Una contrazione, lunga e dolorosa, la colpì all'improvviso con violenza inaudita.

Poco prima era inginocchiata di fronte ad Akemi, ora si ritrovò sul pavimento a faccia in avanti, le mani lavate accuratamente si contorcevano spasmodicamente sul tatami.

"Kyokooo...?". Non sentiva niente, né il vento, né Akemi che la chiamava, solo il dolore sordo e insopportabile che le trafiggeva il ventre per quaranta, cinquanta secondi, prima che riprendesse a respirare regolarmente.

Non ce la faremo mai... Soichiro, oh, ti prego, aiutami tu...

Era stata proprio lei a pensare, solo pochi minuti prima, che nessuna forza superiore le avrebbe aiutate? Che erano sole e da sole avrebbero dovuto agire? Beh, fortunatamente doveva essersi sbagliata, perché qualche istante dopo aver formulato quella preghiera al suo ex marito, udì bussare alla porta d'ingresso.

***


Quando Kyoko gli aprì la porta, non somigliava affatto alla donna di cui era innamorato solo pochi anni prima. Gli parve piuttosto una creatura sparuta in preda a un terrore e a una sofferenza che ne fiaccavano lo spirito umano e la rendevano più simile a un animale in trappola.

Sul volto cereo gli occhi spiccavano, spalancati e scintillanti, e le labbra avevano assunto quasi lo stesso colore del viso. Fece appena in tempo a chiudersi la porta alle spalle prima che balbettasse il suo nome e gli si gettasse letteralmente tra le braccia.

Avrei dato chissà cosa per un tuo abbraccio, una volta...

Impedita dal pancione, si abbarbicò comunque al suo cappotto zuppo di neve, singhiozzando senza controllo. Shun si chiese se non stesse avendo una specie di crisi isterica e se sarebbe stato costretto a schiaffeggiarla. Invece l'afferrò per le spalle, fissandola fino a catturarne lo sguardo. "Guardami, Kyoko: va tutto bene, io sono qui, capito?".

Gli parve finalmente di scorgere la lucidità in lei, mentre annuiva e rallentava il respiro. "Dov'è Akemi? Infilate i cappotti, vi porto subito in ospedale".

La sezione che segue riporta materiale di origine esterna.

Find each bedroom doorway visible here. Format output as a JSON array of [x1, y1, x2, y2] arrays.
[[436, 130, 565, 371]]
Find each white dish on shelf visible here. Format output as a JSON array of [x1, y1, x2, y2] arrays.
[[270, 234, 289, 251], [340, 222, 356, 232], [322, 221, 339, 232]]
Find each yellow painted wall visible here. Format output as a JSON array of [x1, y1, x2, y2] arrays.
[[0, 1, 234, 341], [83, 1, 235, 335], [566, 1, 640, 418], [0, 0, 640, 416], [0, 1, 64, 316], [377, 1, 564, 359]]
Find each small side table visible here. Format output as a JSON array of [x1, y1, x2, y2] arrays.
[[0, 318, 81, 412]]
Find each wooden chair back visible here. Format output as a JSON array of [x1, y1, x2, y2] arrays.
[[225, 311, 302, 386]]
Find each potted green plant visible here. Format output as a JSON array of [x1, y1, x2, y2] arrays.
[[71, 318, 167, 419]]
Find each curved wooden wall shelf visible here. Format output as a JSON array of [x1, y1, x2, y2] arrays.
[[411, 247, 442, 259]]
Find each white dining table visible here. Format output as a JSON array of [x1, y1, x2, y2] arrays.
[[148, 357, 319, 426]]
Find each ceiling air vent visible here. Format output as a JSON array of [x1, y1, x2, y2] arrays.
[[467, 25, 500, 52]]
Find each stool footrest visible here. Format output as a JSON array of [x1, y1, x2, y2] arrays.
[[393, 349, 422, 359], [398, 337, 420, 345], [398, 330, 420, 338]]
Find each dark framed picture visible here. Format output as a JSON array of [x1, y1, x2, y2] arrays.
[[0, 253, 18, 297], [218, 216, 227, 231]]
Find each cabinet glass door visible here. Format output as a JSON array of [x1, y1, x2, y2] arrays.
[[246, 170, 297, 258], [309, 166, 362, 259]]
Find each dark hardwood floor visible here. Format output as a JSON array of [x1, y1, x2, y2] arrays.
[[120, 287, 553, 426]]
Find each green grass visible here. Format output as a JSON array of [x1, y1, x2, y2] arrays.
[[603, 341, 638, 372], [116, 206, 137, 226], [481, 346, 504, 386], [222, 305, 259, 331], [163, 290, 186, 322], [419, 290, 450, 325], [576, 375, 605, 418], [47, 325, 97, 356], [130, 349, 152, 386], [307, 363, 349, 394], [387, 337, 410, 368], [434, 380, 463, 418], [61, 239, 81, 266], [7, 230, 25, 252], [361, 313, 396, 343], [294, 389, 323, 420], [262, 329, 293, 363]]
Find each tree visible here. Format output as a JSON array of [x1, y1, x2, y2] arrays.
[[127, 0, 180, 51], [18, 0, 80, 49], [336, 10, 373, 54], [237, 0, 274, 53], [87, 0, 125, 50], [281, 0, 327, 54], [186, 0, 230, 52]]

"Mitaka-saaaan!", gridò la rossa dall'altra stanza, facendolo trasalire.

"Io, lei... noi volevamo partorire qui, la testa del bambino di Akemi è già in posizione e stavo per...". Deglutì a vuoto e si rese conto che erano molto oltre il tempo che aveva calcolato basandosi sull'esperienza con Asuna. Pensava di trovare due donne alle prese con le doglie, ma che avessero ancora qualche ora; invece si ritrovava davanti ad almeno un parto imminente.

"Tu come stai?", le chiese mentre si adoperava per aiutarla con il cappotto.

"Ho le contrazioni quasi all'unisono con lei. Mitaka-san, pensi di riuscire a portarci in ospedale entro mezz'ora al massimo? Altrimenti temo che rischiamo di partorire sul tuo fuoristrada". Solo ora si rendeva conto che, nonostante avesse ripreso il controllo, Kyoko tremava violentemente.

"Ce la farò", le disse, anche se non ci credeva neanche lui. La situazione era doppiamente critica.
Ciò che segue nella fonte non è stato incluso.